- The Burning Bug made XMR in a Monero account unspendable
- An attacker would have been able to burn the funds in any organization’s wallet quite easily
- Burning Bug present no direct monetary gains to attackers but there may be indirect benefits
The ‘Burning Bug’, a Monero (XMR) vulnerability that makes it possible for bad actors to completely burn out tokens in the wallets of merchants, crypto exchanges and ordinary users, by simply sending multiple transactions to a particular stealth address, has now been fixed by the Monero community, according to an announcement by Monero developers
The Burning Bug Monero (XMR) Hole Fixed
Per the blog post by developers, the bug would have made it possible for a determined attacker to make the coins in a Monero wallet spendable only once, after which the remaining funds will become unspendable by the owner of the account.
The post explained that while the situation could cause significant damage to the owner of the wallet, the loophole made it quite easy for such an attack to be carried out by a rogue actor, as it would only cost him a small transaction fee.
How Hackers Exploit the Burning Bug
According to the post, for an enemy to exploit the bug and carry out an attack, they would first create a random private transaction key and alter the code to ensure it’s only the random private key that’s used in executing the transaction. This way, multiple transactions will be sent to a single stealth address.
Then the attacker simply sends multiple transactions to the address. In the case of exchanges, the attacker could then expect to have their account credited with all the tokens they sent, allowing them to trade for a different currency and quickly withdraw.

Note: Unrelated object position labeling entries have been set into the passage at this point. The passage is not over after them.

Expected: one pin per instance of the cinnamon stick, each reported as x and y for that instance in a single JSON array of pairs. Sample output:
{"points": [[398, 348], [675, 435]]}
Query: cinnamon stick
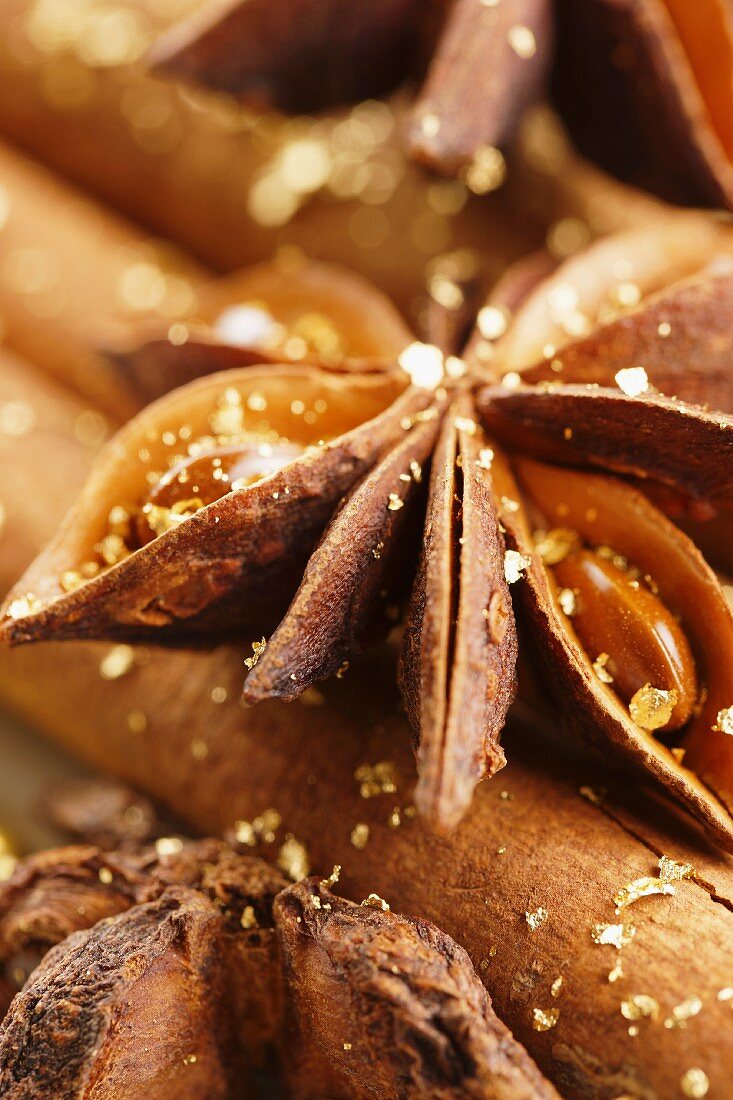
{"points": [[527, 884], [76, 275], [197, 168]]}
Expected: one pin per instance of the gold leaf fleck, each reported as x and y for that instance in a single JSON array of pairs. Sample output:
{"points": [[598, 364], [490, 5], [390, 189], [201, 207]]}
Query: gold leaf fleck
{"points": [[514, 565], [639, 1007], [642, 888], [373, 901], [652, 707], [536, 919], [545, 1019]]}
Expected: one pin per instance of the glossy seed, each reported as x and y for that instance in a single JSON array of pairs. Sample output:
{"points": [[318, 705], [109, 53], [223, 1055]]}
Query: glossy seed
{"points": [[195, 482], [616, 615]]}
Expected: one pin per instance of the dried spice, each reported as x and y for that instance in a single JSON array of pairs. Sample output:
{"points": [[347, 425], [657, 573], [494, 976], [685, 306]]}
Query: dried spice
{"points": [[296, 520], [205, 955], [658, 74]]}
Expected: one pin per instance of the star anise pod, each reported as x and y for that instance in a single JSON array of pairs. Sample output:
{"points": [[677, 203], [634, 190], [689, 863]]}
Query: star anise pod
{"points": [[290, 499], [646, 89], [182, 968], [479, 63], [644, 85]]}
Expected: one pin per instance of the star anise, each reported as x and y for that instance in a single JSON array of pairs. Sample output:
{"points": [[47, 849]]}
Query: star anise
{"points": [[184, 967], [290, 499], [644, 85]]}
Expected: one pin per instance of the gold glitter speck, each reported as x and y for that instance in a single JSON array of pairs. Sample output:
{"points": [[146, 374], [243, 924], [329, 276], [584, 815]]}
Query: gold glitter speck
{"points": [[536, 919], [724, 722], [258, 650], [117, 662], [652, 707], [515, 564], [695, 1084], [545, 1019], [373, 901]]}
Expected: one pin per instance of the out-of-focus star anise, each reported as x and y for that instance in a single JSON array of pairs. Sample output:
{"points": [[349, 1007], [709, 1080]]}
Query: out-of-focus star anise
{"points": [[182, 968], [285, 504], [644, 85]]}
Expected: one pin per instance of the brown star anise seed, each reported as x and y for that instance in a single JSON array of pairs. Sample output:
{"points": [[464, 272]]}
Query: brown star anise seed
{"points": [[645, 86], [207, 547], [407, 1015], [183, 972], [299, 311]]}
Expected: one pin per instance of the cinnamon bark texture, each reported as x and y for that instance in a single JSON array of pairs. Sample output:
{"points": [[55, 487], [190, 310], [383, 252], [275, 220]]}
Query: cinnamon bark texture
{"points": [[76, 276], [225, 184]]}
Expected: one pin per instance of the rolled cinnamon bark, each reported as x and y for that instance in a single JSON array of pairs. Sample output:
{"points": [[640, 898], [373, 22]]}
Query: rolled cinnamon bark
{"points": [[230, 186], [75, 276], [544, 881]]}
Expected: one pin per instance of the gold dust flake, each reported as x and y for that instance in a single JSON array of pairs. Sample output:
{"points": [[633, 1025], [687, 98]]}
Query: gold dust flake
{"points": [[616, 972], [373, 901], [515, 564], [632, 381], [293, 859], [536, 919], [695, 1084], [613, 935], [642, 888], [689, 1008], [332, 878], [545, 1019], [724, 722], [492, 321], [249, 919], [258, 650], [374, 779], [652, 707], [567, 601], [639, 1007], [600, 669], [671, 871], [555, 546], [117, 662]]}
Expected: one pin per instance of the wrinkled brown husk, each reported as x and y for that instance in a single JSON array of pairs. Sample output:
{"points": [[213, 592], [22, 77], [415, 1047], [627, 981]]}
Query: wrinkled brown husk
{"points": [[407, 1015], [651, 437], [295, 56], [606, 512], [635, 102], [651, 257], [478, 85], [236, 562], [359, 570], [459, 650]]}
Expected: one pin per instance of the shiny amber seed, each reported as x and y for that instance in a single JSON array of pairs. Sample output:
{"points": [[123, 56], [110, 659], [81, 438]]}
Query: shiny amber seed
{"points": [[617, 616], [195, 482]]}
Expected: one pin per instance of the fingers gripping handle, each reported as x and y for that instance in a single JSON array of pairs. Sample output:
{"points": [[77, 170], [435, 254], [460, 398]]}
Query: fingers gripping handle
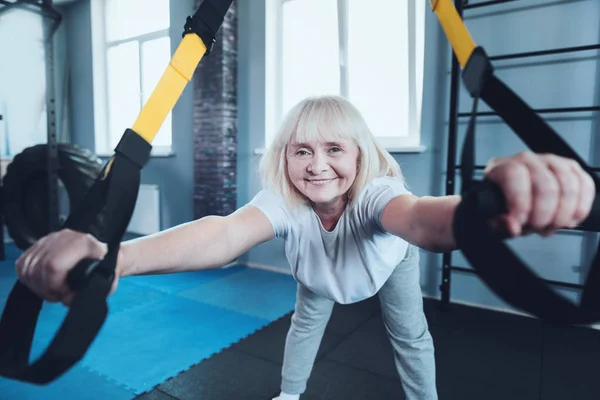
{"points": [[489, 202], [80, 275]]}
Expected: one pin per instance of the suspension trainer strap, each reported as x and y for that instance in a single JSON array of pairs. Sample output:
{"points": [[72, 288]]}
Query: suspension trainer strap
{"points": [[112, 197], [501, 270]]}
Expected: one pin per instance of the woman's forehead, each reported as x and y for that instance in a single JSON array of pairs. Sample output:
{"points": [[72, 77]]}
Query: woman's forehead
{"points": [[296, 142]]}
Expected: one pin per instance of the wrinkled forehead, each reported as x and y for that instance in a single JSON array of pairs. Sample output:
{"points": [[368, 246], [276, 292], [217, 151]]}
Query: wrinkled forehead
{"points": [[323, 126]]}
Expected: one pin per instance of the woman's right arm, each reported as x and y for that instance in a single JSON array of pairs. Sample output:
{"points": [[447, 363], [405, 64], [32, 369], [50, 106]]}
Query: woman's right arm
{"points": [[209, 242]]}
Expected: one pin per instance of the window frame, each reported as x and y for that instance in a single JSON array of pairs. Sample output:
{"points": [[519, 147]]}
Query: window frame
{"points": [[100, 47], [274, 69]]}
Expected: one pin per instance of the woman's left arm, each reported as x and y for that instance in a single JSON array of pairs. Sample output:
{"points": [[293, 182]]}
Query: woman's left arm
{"points": [[544, 193]]}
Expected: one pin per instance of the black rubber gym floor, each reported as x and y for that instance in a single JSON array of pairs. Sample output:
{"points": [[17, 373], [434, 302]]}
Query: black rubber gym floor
{"points": [[481, 355]]}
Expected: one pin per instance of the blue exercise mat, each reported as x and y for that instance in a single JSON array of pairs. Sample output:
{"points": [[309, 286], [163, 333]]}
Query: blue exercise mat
{"points": [[157, 327]]}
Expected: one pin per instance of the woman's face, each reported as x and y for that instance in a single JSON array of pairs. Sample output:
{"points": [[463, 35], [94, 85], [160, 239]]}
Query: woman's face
{"points": [[323, 171]]}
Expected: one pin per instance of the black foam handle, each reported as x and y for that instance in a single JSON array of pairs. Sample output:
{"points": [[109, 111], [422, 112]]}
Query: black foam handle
{"points": [[79, 276], [490, 202], [592, 222], [488, 199]]}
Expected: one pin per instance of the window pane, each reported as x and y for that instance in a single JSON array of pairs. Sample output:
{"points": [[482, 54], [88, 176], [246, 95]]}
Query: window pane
{"points": [[310, 56], [22, 81], [378, 64], [128, 18], [156, 55], [123, 89]]}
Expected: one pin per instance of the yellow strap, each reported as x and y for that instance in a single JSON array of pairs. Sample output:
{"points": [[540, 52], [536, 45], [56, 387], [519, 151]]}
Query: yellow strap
{"points": [[456, 31], [166, 93]]}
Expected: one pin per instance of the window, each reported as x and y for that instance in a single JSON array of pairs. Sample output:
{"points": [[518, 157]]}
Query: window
{"points": [[132, 49], [22, 81], [370, 52]]}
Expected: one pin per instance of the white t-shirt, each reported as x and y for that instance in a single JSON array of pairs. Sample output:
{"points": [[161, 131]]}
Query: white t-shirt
{"points": [[350, 263]]}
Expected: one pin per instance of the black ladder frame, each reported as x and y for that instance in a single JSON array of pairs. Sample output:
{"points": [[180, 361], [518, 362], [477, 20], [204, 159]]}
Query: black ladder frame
{"points": [[452, 167]]}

The exchange however would be unable to touch the tokens from all but one of the many transactions. Effectively, this would have allowed an attacker to destroy money for the exchange.
Monero developers quickly took to their official Twitter handle to notify users that the bug has now been successfully patched.
At the time of writing, the price of XMR sits at $116, with a market cap of $1.92 billion, making XMR the tenth largest project in crypto – for now.